Our differences boiled over when we were putting the finishing touches on the manuscript. I wrote Fran a warmer, more personal introduction than the one she evidently wanted. It contained all of her darling little stories, like the one about the 82-year-old French woman with whom she took cooking classes in San Francisco and the chef’s accordion-playing husband. I still smile, thinking about it.

But when she returned the intro to me with every word crossed out,  including my name, which belonged on the cover, I had had enough. As I told my shrink at the time, if I’m miserable sucking on caramels all day long and writing about it, my food-writing career must be over. After I got my name back on the cover, I never looked back.

Piper brought no such baggage to our Sunday morning madeleine-making session. That week, I sent Joe a shopping list that included special equipment: a pastry bag with plain tips, and of course, a madeleine tin with shell-shaped little troughs to hold the batter. Piper was not intimidated at all by the idea of using a pastry bag for the first time. I, on the other hand, become anxious around any fancy tool or technique.

But Piper’s love for chocolate is pure. Watching her make madeleines on screen, I was impressed by how much her skills had improved since we started eight months ago. Her pastry-piping technique was perhaps better than mine. Just by watching and repeating, my little girl was now piping a batter with little to no help and making perfect madeleines. All while staying calm, collected, and keeping up her end of the conversation. Quelle jeune fille!

Postscript: In the next week’s debrief Piper told me “the second batch came out much better than the first.” An extra minute in the oven can make the difference between moist and dry, as bakers know. Pas grand chose.
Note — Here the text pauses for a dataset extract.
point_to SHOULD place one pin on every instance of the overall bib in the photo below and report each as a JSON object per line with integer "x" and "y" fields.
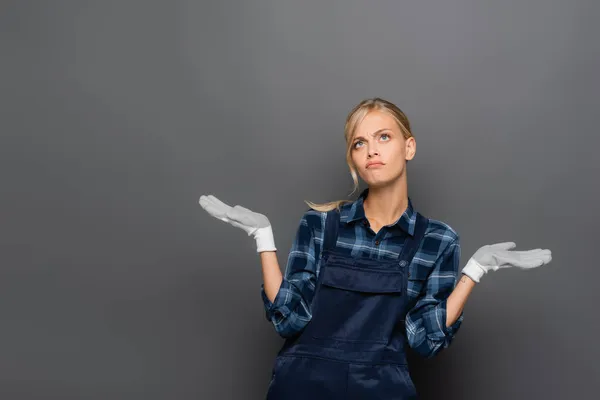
{"x": 354, "y": 345}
Just eat the first batch immediately and wash down with milk, coffee, or a Proustian cup of tea!

Recipe from Pure Chocolate by Fran Bigelow with Helene Siegel

The taste test

The taste test

RECIPE

Chocolate Madeleines

1 ½ sticks unsalted butter

2 Tbsps butter for coating

6 ounces semisweet chocolate, finely chopped

3 large eggs

1/2 cup plus 2 Tbsps sugar

1 tsp vanilla

1 cup cake flour

1/2 tsp baking powder

1/4 cup Dutch cocoa


Generously coat the madeleine pan with butter, even the non-stick variety.
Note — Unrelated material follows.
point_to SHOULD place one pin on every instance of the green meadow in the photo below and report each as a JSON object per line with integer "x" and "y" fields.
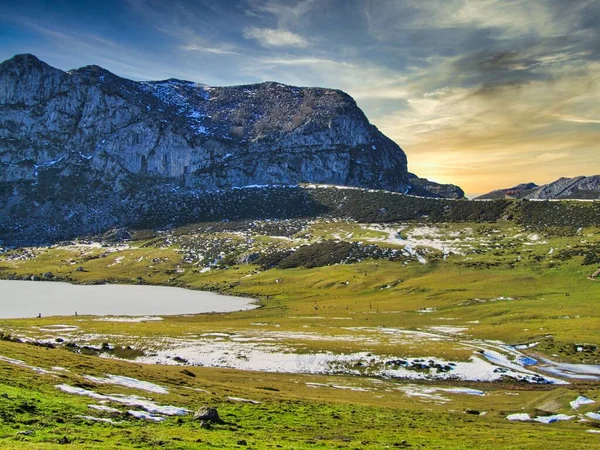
{"x": 449, "y": 288}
Melt the butter and set aside to cool.

Melt the chocolate in the top of a double boiler. Set aside to cool.

In a mixer with balloon whisk, add the eggs and sugar. Whisk on high speed until thick and pale yellow, 3 to 5 minutes. Whisk in the vanilla. 

Remove the bowl, and with a rubber spatula fold in melted chocolate.

In another bowl, sift together cake flour, baking powder, and cocoa. Gently fold into the chocolate mixture. Add cooled butter and fold until the batter is smooth and uniform. Cover and chill for 20 minutes.

Move the rack to the middle of the oven. Preheat oven to 425F. 

Place chilled batter in a pastry bag fitted with a large tip, about 1/2 inch. If you don’t have a tip, just cut a slit in the bottom point of the bag.

Holding the bag vertically, and twisting the top to create pressure, pipe the batter into the molds until 3/4 full.

Proper piping, Paris shop window, September 2019.

Proper piping, Paris shop window, September 2019.

Place in the oven and bake for 7 to 10 mins, until peaked in center and crisp on the edges. Immediately turn out of pans onto racks to cool. Store in sealed containers.